Securing machine learning pipelines
As malware scanners can’t detect malicious payloads embedded in deep learning models, the only countermeasure against EvilModel is to destroy the malware.
The payload only maintains its integrity if its bytes remain intact. Therefore, if the recipient of an EvilModel retrains the neural network without freezing the infected layer, its parameter values will change and the malware data will be destroyed. Even a single epoch of training is probably enough to destroy any malware embedded in the DL model.
However, most developers use pretrained models as they are, unless they want to fine-tune them for another application. And some forms of finetuning freeze most existing layers in the network, which might include the infected layers.
This means that alongside adversarial attacks, data-poisoning, membership inference, and other known security issues, malware-infected neural networks are a real threat to the future of deep learning.

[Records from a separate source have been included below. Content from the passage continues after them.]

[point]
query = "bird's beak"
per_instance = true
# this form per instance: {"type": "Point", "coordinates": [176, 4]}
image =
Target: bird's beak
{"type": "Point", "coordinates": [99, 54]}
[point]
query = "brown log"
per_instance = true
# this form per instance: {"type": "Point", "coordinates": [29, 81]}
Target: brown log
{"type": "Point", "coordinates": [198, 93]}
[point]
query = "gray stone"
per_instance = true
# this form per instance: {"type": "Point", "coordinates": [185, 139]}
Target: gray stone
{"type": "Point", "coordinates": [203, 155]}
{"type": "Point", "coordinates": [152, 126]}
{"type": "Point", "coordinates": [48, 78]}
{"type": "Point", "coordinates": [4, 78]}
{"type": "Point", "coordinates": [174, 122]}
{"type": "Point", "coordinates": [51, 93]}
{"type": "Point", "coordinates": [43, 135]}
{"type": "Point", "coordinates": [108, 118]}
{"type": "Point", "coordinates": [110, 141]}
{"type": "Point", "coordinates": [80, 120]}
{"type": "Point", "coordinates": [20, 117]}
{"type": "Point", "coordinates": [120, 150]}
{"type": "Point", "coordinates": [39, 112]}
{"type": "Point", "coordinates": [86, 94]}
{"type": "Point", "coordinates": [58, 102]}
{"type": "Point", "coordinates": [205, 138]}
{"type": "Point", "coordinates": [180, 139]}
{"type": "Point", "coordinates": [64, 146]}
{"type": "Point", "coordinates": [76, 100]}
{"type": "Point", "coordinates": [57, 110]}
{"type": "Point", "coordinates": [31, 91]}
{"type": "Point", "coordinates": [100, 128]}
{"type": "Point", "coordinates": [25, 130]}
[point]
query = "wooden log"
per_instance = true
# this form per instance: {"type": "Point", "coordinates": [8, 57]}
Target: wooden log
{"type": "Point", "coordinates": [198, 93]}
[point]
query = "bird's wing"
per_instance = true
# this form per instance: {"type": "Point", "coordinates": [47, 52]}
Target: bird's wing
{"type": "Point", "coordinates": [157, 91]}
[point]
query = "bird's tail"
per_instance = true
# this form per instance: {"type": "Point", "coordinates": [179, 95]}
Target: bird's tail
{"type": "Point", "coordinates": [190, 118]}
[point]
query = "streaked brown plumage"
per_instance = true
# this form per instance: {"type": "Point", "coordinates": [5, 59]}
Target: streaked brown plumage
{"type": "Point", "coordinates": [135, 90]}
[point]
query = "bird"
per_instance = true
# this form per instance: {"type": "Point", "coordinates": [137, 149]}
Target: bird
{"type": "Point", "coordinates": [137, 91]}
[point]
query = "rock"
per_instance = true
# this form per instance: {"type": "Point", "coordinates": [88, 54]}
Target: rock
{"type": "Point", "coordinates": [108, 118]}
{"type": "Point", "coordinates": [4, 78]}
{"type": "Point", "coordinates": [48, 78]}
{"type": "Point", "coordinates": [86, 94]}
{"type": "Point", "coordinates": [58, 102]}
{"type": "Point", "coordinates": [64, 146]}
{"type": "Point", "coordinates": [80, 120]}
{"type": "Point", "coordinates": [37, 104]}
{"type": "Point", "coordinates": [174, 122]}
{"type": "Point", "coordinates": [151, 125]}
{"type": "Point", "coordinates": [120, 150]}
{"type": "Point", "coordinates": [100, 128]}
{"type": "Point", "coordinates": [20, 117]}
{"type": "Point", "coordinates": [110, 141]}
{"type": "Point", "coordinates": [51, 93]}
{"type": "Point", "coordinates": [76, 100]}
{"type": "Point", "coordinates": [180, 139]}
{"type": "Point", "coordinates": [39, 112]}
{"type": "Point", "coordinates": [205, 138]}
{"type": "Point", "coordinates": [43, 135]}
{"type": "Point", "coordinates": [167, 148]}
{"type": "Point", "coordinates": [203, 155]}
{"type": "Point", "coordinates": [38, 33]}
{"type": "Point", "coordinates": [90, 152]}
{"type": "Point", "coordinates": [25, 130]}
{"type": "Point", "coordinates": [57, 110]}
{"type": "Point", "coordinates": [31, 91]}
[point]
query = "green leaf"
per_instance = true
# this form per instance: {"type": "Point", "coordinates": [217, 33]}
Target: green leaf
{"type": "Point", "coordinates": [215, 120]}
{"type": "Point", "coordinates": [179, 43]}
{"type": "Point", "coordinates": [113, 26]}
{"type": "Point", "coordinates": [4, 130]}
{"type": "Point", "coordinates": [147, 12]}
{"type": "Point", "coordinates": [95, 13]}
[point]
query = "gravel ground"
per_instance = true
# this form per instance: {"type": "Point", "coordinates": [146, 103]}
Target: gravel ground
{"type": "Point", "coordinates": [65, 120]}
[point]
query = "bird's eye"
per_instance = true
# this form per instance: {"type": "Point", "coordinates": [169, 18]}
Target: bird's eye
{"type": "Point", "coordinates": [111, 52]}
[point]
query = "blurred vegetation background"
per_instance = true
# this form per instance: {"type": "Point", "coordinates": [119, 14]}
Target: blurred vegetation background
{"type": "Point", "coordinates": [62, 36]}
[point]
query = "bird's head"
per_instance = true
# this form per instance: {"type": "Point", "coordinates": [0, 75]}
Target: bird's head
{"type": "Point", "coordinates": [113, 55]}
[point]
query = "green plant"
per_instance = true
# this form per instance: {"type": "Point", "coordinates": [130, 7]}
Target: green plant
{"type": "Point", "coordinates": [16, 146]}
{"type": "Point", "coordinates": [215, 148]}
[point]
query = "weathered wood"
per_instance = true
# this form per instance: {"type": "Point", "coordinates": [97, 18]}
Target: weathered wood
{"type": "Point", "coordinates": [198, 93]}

The differences between machine learning models and classic rule-based software require new ways to think about security threats. Earlier this year, several organizations introduced the Adversarial ML Threat Matrix, a framework that helps find weaknesses in machine learning pipelines and patch security holes.
While the Threat Matrix focuses on adversarial attacks, its methods are also applicable to threats such as EvilModels. Until researchers find more robust methods to detect and block malware in deep neural networks, we must establish a chain of trust in machine learning pipelines. Knowing that malware scanners and static analysis tools can’t detect infected models, developers must make sure their models come from trusted sources and the provenance of training data and learned parameters are not compromised. As we continue to learn about the security of deep learning, we must be wary of what’s hidden behind the millions of numbers that get crunched to analyze our photos and recognize our voices.